Retail certainly isn’t an exact science. Chatting with fellow delegates at a Global Sourcing Summit in London yesterday, we slipped into the stereotypical British conversation about the weather. This time last week it was absolutely sweltering over here; when I got into my car last Friday the thermometer registered 26º which is probably what we’d expect in an exceptional UK summer, not early May. The sun was shining and there was a sense of optimism in the air. But now it’s cold, wet and windy again. Crucially, this won’t be doing retail sales any good; despite all the forecasting tools at their disposal, something as simple as a change in the weather means stores are going to be struggling to shift the diaphanous shirts, micro-shorts and sandals that line their rails. As if to prove a point, yesterday the shops were deserted. 

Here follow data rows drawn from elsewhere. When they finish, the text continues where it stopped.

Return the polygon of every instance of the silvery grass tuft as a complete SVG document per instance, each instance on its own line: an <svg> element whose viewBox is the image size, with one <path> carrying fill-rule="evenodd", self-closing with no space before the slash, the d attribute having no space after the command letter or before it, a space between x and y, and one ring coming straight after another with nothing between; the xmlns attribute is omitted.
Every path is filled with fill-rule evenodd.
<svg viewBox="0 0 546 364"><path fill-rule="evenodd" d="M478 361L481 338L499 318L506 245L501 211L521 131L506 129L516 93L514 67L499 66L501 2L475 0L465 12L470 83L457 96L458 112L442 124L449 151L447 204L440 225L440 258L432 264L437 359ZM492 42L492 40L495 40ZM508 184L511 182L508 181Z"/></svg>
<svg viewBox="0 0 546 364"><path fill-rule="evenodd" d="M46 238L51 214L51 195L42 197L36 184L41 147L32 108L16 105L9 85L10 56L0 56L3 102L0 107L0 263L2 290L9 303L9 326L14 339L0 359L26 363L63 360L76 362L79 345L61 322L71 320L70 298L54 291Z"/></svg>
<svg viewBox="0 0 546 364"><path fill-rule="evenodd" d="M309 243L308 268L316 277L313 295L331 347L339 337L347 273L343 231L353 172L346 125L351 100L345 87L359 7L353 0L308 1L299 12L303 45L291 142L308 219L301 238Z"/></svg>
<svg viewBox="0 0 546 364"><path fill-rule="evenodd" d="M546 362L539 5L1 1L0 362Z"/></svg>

In a similar vein, Global Refund suggests that rising oil prices – which tend to curb spending for most consumers – are also bringing some benefits by fuelling the spending power of consumers in oil-rich countries in the Middle East, Russia and Nigeria. Global Refund says tax-free shopping sales in 2005 rose by 6%, and predicts a 25-25% increase in tax free transactions from Middle East customers and 13-23% from the Russians in the UK this year.

Of course the effects of another unforeseen event, last year’s July bombings, caused a dip in tax free shopping, but the recovery was extremely fast amongst all visitors except the Japanese, who are still slow to return to the capital. Likewise, sales to US tourists are in decline. In contrast, tax free shopping from Chinese travellers in 2006 could grow by 40-50% as the ADS agreement (Approved Destination Status) signed between the UK and China kicks in. More fights to the UK from India, the world’s second fastest growing economy, are also likely to lead to more sales from this country. All of which should be good news for London’s retailers.